Thomas Hüser Foto: Privat


Thomas Hüser gehört zu den bekanntesten PR-Beratern des Ruhrgebiets: Zu seinen Kunden zählten der Initiativkreis Ruhr und der ehemalige SPD-Chef Sigmar Gabriel. Der Gründungssprecher des bischöflichen Rates für Wirtschaft und Soziales des Bistums Essen fordert einen kommunikativen Relaunch unter einer neuen Intendanz. Auch, um die Marke Ruhrtriennale in Zukunft attraktiv für Sponsoren zu erhalten. Und das Image des Ruhrgebiets nicht weiter zu beschädigen. Mit Thomas Hüser sprach Stefan Laurin.

Ruhrbarone: Die Berichterstattung über die Ruhrtriennale wird national wie international von der Debatte über das Einknicken von Intendantin Stefanie Carp vor der antisemitischen BDS-Kampagne dominiert. Wie kommt so etwas bei Sponsoren an?

Thomas  Hüser: Erst einmal müssen wir ja feststellen, dass der größte Sponsor der Ruhrtriennale ja die Bürgerinnen und Bürger Nordrhein-Westfalens sind. Allein von der öffentlichen Hand kommen 13 Millionen Euro. Sponsoren werden meist für konkrete Projekte innerhalb der Triennale aktiviert. Das funktioniert prima. Die Sponsoren der Ruhrtriennale haben allerdings als Kultursponsoren einen hervorragenden Ruf: Nehmen wir die Beispiele Kunst Stiftung NRW, RAG-Stiftung, Stiftung der Sparkasse Bochum und  NRW-Bank. Die haben alle keine Scheu, wenn über Kunst kontrovers diskutiert wird. Die sehen Kultursponsoring nicht als Vorgartenpflege, sondern geben mit ihrem Engagement gern gesellschaftliche Impulse.

Ruhrbarone: Die Diskussion schadet ihrem Image?

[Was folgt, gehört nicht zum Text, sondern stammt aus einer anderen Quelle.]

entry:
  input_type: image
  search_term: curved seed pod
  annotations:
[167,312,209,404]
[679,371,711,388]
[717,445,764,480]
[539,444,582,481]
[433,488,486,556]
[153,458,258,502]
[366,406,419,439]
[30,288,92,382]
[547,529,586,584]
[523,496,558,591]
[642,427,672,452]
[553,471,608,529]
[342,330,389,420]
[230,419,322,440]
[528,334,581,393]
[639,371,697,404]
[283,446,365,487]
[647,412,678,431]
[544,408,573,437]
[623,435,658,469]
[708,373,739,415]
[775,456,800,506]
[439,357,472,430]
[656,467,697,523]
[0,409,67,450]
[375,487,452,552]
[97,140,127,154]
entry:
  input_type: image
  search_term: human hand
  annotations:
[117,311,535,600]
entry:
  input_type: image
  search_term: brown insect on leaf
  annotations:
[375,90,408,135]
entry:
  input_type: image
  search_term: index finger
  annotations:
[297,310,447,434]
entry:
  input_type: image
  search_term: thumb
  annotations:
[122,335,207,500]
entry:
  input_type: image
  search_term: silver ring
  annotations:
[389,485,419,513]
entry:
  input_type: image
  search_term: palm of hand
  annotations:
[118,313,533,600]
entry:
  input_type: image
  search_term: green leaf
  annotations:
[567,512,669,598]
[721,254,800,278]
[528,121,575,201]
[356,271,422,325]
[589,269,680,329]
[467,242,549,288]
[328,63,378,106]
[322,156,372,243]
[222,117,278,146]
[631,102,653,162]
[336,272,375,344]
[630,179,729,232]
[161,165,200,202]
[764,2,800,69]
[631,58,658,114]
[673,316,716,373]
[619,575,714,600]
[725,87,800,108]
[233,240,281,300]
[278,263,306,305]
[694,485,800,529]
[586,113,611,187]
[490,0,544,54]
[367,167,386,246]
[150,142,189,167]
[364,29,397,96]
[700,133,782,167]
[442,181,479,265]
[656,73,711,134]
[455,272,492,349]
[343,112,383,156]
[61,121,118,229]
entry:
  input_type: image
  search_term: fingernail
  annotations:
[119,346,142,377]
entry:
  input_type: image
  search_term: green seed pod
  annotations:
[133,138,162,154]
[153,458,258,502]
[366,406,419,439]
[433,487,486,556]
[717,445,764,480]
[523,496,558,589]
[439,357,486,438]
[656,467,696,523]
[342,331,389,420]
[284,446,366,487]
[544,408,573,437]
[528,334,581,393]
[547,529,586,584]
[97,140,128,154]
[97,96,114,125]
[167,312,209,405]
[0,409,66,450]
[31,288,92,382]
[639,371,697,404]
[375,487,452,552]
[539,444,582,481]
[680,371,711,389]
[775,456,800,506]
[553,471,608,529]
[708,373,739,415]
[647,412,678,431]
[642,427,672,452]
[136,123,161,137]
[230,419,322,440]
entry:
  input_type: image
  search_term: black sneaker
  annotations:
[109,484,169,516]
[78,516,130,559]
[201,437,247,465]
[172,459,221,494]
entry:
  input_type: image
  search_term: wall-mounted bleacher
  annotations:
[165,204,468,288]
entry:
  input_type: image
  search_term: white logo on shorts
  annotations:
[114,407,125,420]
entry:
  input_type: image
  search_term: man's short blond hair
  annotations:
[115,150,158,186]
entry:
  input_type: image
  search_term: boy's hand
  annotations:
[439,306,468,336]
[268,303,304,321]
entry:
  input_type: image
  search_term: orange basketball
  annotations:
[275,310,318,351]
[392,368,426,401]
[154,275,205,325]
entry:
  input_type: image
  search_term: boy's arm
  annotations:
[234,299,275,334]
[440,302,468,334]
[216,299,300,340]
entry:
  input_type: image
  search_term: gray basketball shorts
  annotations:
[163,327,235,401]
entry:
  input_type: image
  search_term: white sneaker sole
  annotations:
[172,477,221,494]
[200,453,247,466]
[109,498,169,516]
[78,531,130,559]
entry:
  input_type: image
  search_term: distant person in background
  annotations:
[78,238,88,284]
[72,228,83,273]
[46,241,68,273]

Hüser: Sie schadet erst einmal der Dachmarke Ruhrtriennale. Von Gerard Mortier, über Jürgen Flimm oder Johan Simons, um nur die zu nennen, waren alle Intendanten nicht nur künstlerisch ambitioniert, sondern auch kommunikativ in der Lage zu erklären, was sie mit dem Geld der Bürger und Sponsoren denn so anstellen wollen. Johann Simons ist ja mit seinen Schauspielern in eine Marxloher Moschee gegangen oder hat sich auf heiklen Feldern wie der Flüchtlingsproblematik geäußert. Und hat damit wichtige Impulse gegeben. Mit diesen Vorbildern vor Augen haben die Unternehmen auch Frau Carp ihr Geld gegeben. Sie wollten der Region was Gutes tun – und dass die Menschen auch erfahren, dass auch ihr Unternehmen sich engagieren. Kultursponsoring ist für Unternehmen zentral, weil es Reputation durch Dialogbereitschaft aufbauen möchten. Da kann man auch mal in eine politische Auseinandersetzung hineingezogen werden. Das schadet nicht, wenn das Niveau stimmt.

Ruhrbarone: Warum ist das Debatten-Niveau unter Carp so abgesackt?

Hüser: Es geht ja bei BDS nicht darum, Israel so zu kritisieren wie man auch Frankreich oder die USA kritisiert, was ja vollkommen in Ordnung wäre, sondern um einen wirtschaftlichen Boykott des Landes, das nur entstanden ist, weil es in Deutschland den Holocaust gegeben hat. Wir haben eine besondere Verpflichtung Israel gegenüber. Das Existenzrecht dieses Landes ist Teil unserer Staatsräson. Das hat Frau Merkel gesagt. Und das sehe ich auch so.

Ruhrbarone: Was würden sie tun, wenn Sie sponsorende und unterstützende Unternehmen beraten würden?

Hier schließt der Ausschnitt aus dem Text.